Byline: T.J.R.

NEW YORK — Wall Street expects to stay busy in the near term as merger and acquisition activity heats up and venture capital firms search for projects to finance.
The merger and acquisition activity will be driven by continued consolidations in all fields as firms in a slower growth economy fight for market share, according to the four financial experts at WWD’s recent forum on the state of the retail apparel industry.
Most acquisitions in retailing will likely involve one retailer acquiring another, in deals generally referred to as strategic acquisitions, but financial players, including venture capitalists as well as equity investment firms, are expected to play a larger role in the merger deals and remain eager to support start-up concepts.
Peter J. Solomon, who heads his own investment banking firm, said the M&A activity in retail and apparel will be driven by the same macro trends seen throughout most industries. “Mergers and acquisitions will continue to accelerate because it is a market share battle,” he said.
Solomon said the M&A business is being driven by consolidations to grow, eliminate competition and achieve cost savings.
“It could be argued that in no field should there be more than three national chains. Its sort of the mold of macroeconomic theory, but in fact, in each field that seems to be happening,” he said.
Elizabeth Eveillard, a managing director at PaineWebber, said she looks for greater merger activity not only among the larger retailers, but also in “the rapidly growing areas,” such as the category-killers and superstores.
“People see the opportunity through acquisitions to pick up new markets without building stores,” Eveillard said.
Further heightening the action, Solomon said, many financial players are looking to alternative investments to the stock market.
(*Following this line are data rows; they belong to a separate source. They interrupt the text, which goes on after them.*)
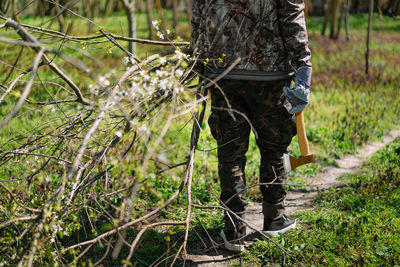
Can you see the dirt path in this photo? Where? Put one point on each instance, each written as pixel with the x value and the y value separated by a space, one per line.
pixel 295 201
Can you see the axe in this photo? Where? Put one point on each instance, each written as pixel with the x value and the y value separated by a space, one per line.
pixel 290 162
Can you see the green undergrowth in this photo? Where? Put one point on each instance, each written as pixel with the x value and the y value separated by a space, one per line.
pixel 356 224
pixel 348 108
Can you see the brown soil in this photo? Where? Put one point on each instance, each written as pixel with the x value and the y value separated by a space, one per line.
pixel 295 202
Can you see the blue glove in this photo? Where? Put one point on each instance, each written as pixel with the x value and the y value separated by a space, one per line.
pixel 298 97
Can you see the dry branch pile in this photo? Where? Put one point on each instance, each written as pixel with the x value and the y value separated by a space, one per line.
pixel 94 134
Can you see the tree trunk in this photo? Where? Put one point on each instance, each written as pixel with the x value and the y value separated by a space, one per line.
pixel 60 16
pixel 370 13
pixel 149 7
pixel 335 9
pixel 161 14
pixel 15 10
pixel 346 19
pixel 341 20
pixel 175 11
pixel 4 5
pixel 189 9
pixel 129 6
pixel 327 16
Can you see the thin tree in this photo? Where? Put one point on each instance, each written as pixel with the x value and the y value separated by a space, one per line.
pixel 175 11
pixel 129 6
pixel 149 7
pixel 371 9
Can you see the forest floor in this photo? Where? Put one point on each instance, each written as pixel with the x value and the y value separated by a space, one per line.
pixel 296 201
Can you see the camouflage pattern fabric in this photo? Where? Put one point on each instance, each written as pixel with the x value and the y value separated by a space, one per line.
pixel 259 106
pixel 268 35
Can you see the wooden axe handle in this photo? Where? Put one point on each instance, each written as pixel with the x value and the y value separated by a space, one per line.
pixel 301 134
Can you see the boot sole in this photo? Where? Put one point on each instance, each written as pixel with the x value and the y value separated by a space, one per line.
pixel 231 246
pixel 282 231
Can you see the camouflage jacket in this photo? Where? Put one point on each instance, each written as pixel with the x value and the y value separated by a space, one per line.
pixel 268 35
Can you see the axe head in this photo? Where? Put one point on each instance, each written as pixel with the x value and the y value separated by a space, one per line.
pixel 290 163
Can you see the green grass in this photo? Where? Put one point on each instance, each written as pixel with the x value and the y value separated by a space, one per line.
pixel 357 224
pixel 347 109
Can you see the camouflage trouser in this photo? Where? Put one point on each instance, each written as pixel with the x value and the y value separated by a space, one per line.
pixel 255 106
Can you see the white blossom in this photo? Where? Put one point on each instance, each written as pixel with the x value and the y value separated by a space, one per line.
pixel 179 72
pixel 155 24
pixel 160 35
pixel 103 80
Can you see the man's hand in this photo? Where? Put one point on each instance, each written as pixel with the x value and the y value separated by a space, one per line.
pixel 299 96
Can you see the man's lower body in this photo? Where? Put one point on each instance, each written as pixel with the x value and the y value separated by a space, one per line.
pixel 237 108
“As the stock market has become more volatile and less predictable, you have other forms of investment,” he said. In addition, these financial players now prefer “old, plain vanilla” merger deals, after getting burned by more complicated deals, such as derivatives, last year. Financial buyers are also expected to fund start-up projects, which are being fed by a growing stream of experienced entrepreneurs.
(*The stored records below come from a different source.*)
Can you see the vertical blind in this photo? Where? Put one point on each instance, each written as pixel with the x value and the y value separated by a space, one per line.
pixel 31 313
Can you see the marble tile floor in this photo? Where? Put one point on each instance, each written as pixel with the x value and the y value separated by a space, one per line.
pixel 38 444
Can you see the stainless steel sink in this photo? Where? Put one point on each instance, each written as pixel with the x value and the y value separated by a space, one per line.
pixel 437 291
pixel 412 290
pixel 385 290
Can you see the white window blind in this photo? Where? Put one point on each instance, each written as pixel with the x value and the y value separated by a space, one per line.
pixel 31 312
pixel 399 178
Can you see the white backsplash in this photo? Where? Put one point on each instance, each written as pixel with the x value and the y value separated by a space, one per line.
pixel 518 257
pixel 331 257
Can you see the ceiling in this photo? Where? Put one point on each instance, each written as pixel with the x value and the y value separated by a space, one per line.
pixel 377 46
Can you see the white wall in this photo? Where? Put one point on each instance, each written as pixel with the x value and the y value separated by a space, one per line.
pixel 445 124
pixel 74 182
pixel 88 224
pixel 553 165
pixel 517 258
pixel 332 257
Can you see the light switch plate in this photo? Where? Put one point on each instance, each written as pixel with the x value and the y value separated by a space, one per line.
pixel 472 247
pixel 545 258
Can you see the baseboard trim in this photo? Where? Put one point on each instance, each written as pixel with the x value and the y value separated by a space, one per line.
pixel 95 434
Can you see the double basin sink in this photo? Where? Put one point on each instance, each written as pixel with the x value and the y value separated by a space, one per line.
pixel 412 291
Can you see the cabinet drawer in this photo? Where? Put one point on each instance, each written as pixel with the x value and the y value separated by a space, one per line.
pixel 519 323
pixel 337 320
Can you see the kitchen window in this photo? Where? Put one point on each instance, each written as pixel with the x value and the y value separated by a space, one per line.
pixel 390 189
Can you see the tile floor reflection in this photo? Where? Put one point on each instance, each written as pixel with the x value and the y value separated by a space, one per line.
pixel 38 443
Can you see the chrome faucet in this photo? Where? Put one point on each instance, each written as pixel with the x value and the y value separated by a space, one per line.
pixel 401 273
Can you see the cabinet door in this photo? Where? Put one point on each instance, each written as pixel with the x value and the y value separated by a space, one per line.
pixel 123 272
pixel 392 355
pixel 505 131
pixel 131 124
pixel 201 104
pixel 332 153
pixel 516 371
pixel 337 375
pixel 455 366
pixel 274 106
Walter Loeb, of Loeb Associates, said many creative people that have lost their jobs in various consolidations wind up embarking on startup concepts: “So many people, obviously through mergers, are being thrown out of the business, and there’s a lot of new ideas that are germinating and coming forth.” Solomon said many executives get tempted by the challenge and the potential monetary benefits of heading up a start-up business.
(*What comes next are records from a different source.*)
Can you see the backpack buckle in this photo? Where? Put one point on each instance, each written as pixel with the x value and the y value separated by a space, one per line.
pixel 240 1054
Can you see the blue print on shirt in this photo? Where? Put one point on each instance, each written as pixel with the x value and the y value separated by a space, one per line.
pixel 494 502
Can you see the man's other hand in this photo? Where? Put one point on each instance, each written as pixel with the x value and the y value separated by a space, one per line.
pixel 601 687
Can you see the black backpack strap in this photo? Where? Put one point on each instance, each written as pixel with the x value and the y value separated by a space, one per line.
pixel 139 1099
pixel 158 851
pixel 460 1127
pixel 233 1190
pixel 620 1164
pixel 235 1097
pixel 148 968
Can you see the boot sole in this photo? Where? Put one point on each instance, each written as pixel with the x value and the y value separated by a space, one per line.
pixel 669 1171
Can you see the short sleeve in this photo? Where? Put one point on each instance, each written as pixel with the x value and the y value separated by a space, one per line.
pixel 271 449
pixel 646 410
“They’re getting bought out with a lot of money,” Solomon said. “With their experience, they have a track record which allows them to attract money.”
The emergence of the financial buyer could alter some deals, experts said.
“Theoretically,” said Eveillard, “strategic buyers should have the upper hand because of synergies, but I’m not sure they will because the financial buyers have a great deal of money and are very competitive in pricing acquisitions.”
“I think the strategic buyer has the synergies and if they are smart enough to pay for these advantages, they will have the upper hand,” she observed.
Peter Schaeffer, retail analyst at Dillon Read, also observed that the financial player looks more at the investment gain on the deal rather than the long-term prospects of the company.
“The financial player always has an exit strategy,” Schaeffer said. “They go into a deal thinking how they are going to get out, while the strategic buyer is just making himself bigger. That’s a big difference,” he said.
Eveillard said financial buyers will use less leverage than in the Eighties.
Solomon said massive debt payments required in a leveraged buyout place time constraints on retailers that make it hard to operate through good times and bad times. “The inexorable nature of debt and interest payments makes that a very hazardous occupation,” he said.